Shape is the mutation-heaviest phase. Tracking the ratio across scales shows the Rust advantage compounds as the dataset grows:

Codebase

Profile	tiny	medium	large	xlarge
io	1.30x	4.79x	5.93x	7.55x
cpu	1.24x	3.08x	5.26x	10.42x
mixed	0.85x	2.54x	5.04x	9.02x

Docs

Profile	tiny	medium	large	xlarge
io	1.27x	5.01x	8.75x	7.81x
cpu	1.15x	3.58x	8.93x	7.76x
mixed	0.83x	2.68x	6.24x	9.40x

How to read these numbers

Cold is the raw build-from-scratch cost. Big ratios here = Rust handles the fanout and per-section work more efficiently.
Warm is the cached-everything rerun. Python still pays more per cache-hit than Rust does, so the gap is still there — just narrower than cold.
Edit / Shape prove the incremental contract: cache misses and rebuilt outputs stay small and bounded. A regression here would show up as a near-cold-sized wall time.

When to use which scale

Scale	Use for
`tiny`	CI smoke test only — fixed overhead noise
`medium`	first scale where numbers are meaningful
`large`	full-matrix production runs
`xlarge`	headline / press-release numbers

Footnote: artifact caveat

runner.py overwrites rust_metrics.json and python_metrics.json on every phase. That means the on-disk JSON for any given trial only keeps the final (shape) phase.
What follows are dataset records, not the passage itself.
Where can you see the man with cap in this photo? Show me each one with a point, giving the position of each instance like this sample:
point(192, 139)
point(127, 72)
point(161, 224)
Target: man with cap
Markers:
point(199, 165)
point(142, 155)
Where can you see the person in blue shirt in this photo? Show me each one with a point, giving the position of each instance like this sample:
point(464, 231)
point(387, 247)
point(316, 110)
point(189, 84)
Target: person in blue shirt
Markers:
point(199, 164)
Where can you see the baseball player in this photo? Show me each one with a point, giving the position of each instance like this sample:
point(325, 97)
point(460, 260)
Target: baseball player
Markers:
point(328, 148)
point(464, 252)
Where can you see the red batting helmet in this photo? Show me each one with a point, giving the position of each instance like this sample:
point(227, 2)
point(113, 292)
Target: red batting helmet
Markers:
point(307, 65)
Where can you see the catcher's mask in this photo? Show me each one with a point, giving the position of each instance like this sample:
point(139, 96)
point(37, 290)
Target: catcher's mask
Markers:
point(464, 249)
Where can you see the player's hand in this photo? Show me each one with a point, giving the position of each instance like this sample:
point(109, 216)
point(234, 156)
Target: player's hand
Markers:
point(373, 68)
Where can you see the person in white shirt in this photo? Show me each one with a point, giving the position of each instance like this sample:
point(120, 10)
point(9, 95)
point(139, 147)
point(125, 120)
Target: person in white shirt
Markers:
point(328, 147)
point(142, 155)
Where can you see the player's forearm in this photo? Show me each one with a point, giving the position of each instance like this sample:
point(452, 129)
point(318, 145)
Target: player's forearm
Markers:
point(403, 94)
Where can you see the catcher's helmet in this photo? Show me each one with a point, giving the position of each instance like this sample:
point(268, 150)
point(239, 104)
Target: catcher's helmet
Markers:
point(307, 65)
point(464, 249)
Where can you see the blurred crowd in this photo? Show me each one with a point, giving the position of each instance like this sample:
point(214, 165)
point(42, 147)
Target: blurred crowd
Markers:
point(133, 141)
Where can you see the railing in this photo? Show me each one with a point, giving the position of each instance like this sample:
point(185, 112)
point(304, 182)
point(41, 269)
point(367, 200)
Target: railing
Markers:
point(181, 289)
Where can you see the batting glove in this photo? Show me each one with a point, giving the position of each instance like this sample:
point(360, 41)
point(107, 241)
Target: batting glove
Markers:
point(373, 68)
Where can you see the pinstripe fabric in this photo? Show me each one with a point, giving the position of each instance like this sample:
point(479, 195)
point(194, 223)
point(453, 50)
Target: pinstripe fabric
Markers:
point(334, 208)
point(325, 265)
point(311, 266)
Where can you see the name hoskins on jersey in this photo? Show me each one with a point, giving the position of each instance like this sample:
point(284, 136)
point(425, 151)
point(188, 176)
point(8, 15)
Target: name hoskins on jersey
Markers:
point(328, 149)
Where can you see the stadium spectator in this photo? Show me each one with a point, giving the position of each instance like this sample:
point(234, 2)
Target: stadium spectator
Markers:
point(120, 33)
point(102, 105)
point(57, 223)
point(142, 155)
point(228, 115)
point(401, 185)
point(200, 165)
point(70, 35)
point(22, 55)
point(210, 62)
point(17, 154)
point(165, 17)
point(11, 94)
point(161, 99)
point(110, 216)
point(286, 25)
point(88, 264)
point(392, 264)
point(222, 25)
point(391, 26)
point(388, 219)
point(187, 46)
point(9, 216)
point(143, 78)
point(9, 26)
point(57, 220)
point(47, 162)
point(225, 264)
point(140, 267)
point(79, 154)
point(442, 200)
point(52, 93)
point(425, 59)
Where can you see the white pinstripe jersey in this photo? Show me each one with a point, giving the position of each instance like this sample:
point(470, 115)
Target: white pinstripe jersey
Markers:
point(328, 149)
The per-phase tables above come from what was captured in-memory during the runs that produced this report; they are reproducible, just not all present as files.

If you need per-phase persistence, pipe the runner output with --format json into your own store instead.